No, you have not heard the last of it. I have at least two more Halloween related posts to come. I’m tempted to spew them all out at once. The thing that’s holding me back is the fear that I’ll find myself in the middle of NaBloPoMo with nothing to say and curse the day I shamelessly squandered valuable posts.
Anyway, here goes.
This is a story of of mischief, a story of discipline, a story of parenting brilliance turned sour.
Wednesday I was working away finishing up the New One’s Butterfly costume. I painted the second side of the wings, rinsed my brush and went in search of the glue gun.
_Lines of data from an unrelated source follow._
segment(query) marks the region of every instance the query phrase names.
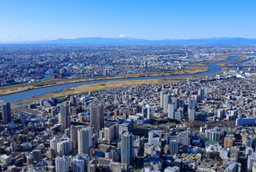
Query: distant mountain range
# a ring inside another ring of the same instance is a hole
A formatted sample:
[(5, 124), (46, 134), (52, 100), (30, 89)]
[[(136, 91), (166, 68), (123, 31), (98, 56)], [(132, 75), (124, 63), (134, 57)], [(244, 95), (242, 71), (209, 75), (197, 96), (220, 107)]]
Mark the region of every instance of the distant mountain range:
[(80, 39), (59, 39), (56, 40), (43, 40), (39, 41), (20, 41), (8, 43), (19, 44), (243, 44), (256, 43), (256, 39), (244, 38), (209, 38), (209, 39), (162, 39), (162, 40), (147, 40), (141, 39), (132, 39), (121, 35), (117, 38), (80, 38)]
After quitting the craft closet empty handed, I sat down at the computer to vent my frustration and come up with a glue gun free method of attaching the wings to the baby.
While I was occupied on the computer, Baby Girl sneaked into the sewing room, (or office or what ever you want to call it) snitched my paints and brush and took them to her own little table where she proceeded to undertake an unauthorized art project of her own.
Meanwhile, the butterfly wings dried and I was ready to put the finishing white dots along their edges, but now I couldn’t find my paints.
Deciding I must have forgotten the dots and put the paints away when I finished the black edges, I went back to the glue gunless closet, this time in search of paint. It wasn’t there.
Now I noticed my missing brush. “Maybe I left it by the sink” thought I, but the brush wasn’t by the sink.
I looked around for a few minutes, long enough to get thoroughly frustrated again, before I noticed the absence of my Baby Girl beside me, begging explanations of my every move and to watch another show. Then I looked down and saw that on the floor in front of my ironing board (the only semi clear space I’d found to paint on) was Lizzie the Elephant.
And I knew exactly where I’d find my paints and brush.
I decided that as recompense for her naughtiness (she knew darn well that my paints were off limits) she wouldn’t be allowed to have any of the candy she gathered at the trunk-or-treat we were to attend that night. She could go and collect all the candy she wanted, but she’d never eat any of it.
I thought my plan was brilliant. Severe enough that she’d think twice before snitching my supplies again, but not awful, since she’d be trick-or-treating two days later.
Besides all of that, I’d been trying to decide what to do with two nights worth of Halloween candy anyway. I really didn’t want her to have that much. This was a perfect opportunity to subtract half the candy from the equation.
She very obediently refrained from eating any candy that night. She acted sorry for the painting incident, whenever she saw a reminder of it she’d say, solemnly, “Mama, I’m sorry I sneaked your paints, that was not ok for me to do.”
She said it when she saw the picture of the butterfly wings on the computer screen, she said it as she batted the balloon she’d autographed across the room, she said it as she presented me with the painting her mischief produced.
The Next day she asked if she could have her candy now. “No,” I said, “you don’t get to have that candy”
“Can I have it tomorrow?”
“No, you don’t ever get it.”
That never sunk in. She continued to wonder when she would be allowed access to the candy.
Then came Halloween and off we went trick-or-treating. When she came home with just four sad pieces of candy, I began to soften. After all she really had been good about the confiscated candy. So, I let her have it.
I backed down, but I think it was reasonable, so I’m ok with it.
I still need new paints though, she mixed all the colors. What a mess!